Si la putrefacción moral ha tomado sostén de una sociedad, el mecanismo de mercado la llevará al infierno más rápido y eficazmente que cualquiera de las alternativas. Hay una falla aun mayor en la teoría del mercado libre, quizás, y está en la aserción que el mercado puede formar expectativas adecuadas sobre la rentabilidad futura de empresas y hacer juicios apropiados sobre la asignación de capital.

¿Cómo explicamos nosotros la mala locación de capital a las acciones de Internet durante los finales 1990 y a las casas en los Estados Unidos (y en otras partes) durante los años resultantes?

El mundo simplemente es demasiado incierto para el mercado para ver a más de un año o dos sobre el horizonte. El cambio tecnológico y social ocurre de maneras inesperadas y dramáticas y frustra las suposiciones más buenas de los empresarios más inteligentes, para no mencionar las decisiones indigestas de los proyectistas centrales. El mercado no puede formar expectativas exactas a largo plazo; en lo mejor de esto pueden imaginar los resultados futuros. La calidad de su imaginación en este caso depende de factores culturales que transcienden el juicio económico.

Los americanos pasaron los años noventa en un mundo de fantasía, donde supuestamente el cambio tecnológico transformaría la condición humana, tomando como su guía intelectual escritores de ciencia-ficción como William Gibson. No había nada malo con el mecanismo del mercado como tal; lo que fue un cable de pasto era la imaginación infantil del público americano.

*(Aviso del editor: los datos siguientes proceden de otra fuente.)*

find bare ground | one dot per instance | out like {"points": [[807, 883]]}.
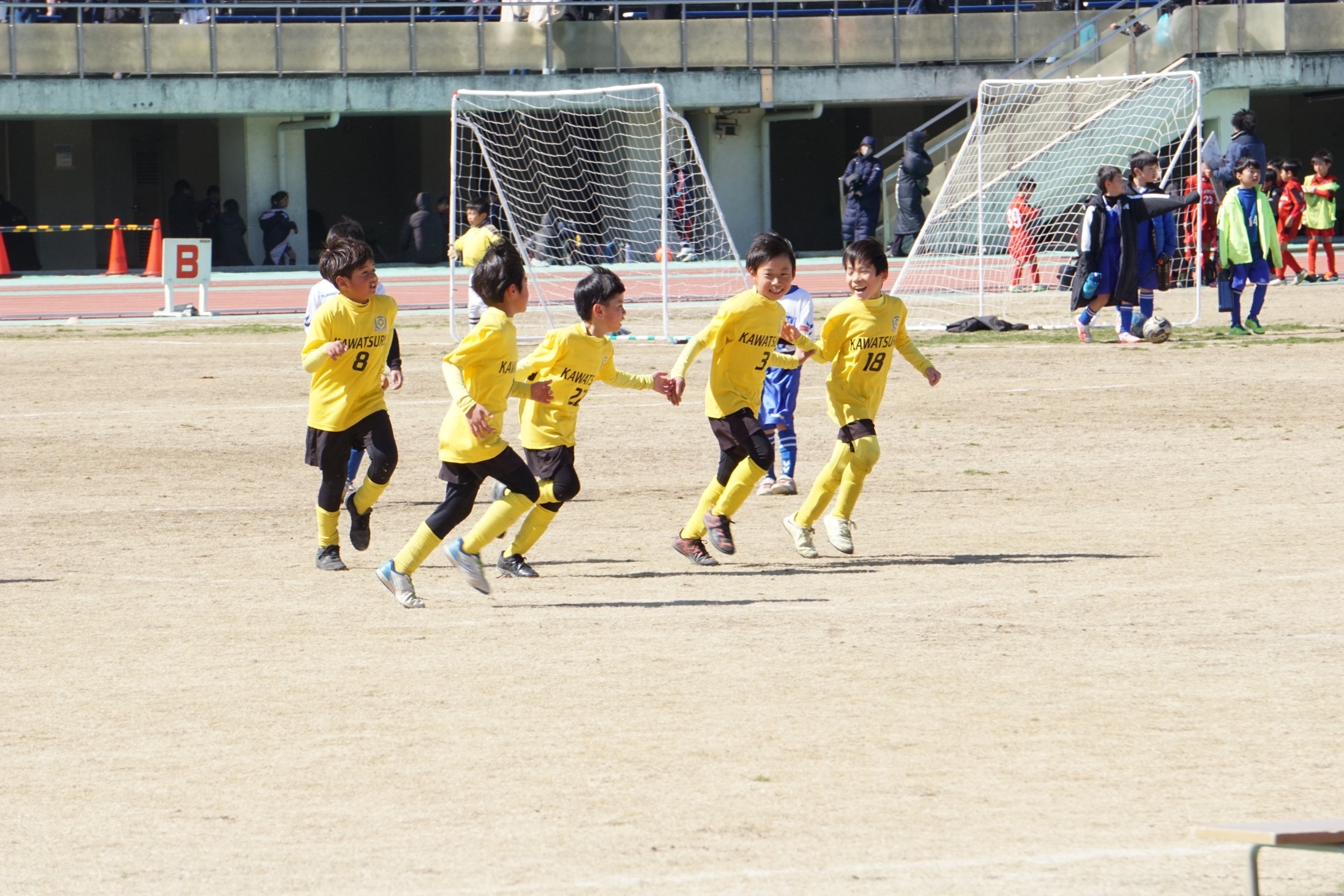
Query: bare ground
{"points": [[1096, 602]]}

El  papel de 1985 del Papa futuro insiste que sea mera moralización, no la moralidad, para desechar lo qué la economía ha aprendido sobre el mecanismo del mercado. Pero la economía no puede encontrar un remedio para la imaginación de un corazón malo, o uno tonto, para esa materia. La Ética fundadas en la religión es la condición previa para el éxito económico a largo plazo, si por ninguna otra razón las economías dependen de formación familiar. Si la crisis económica presente ayuda el Oeste para reflejar su debilidad moral, el costo bien puede valer la pena.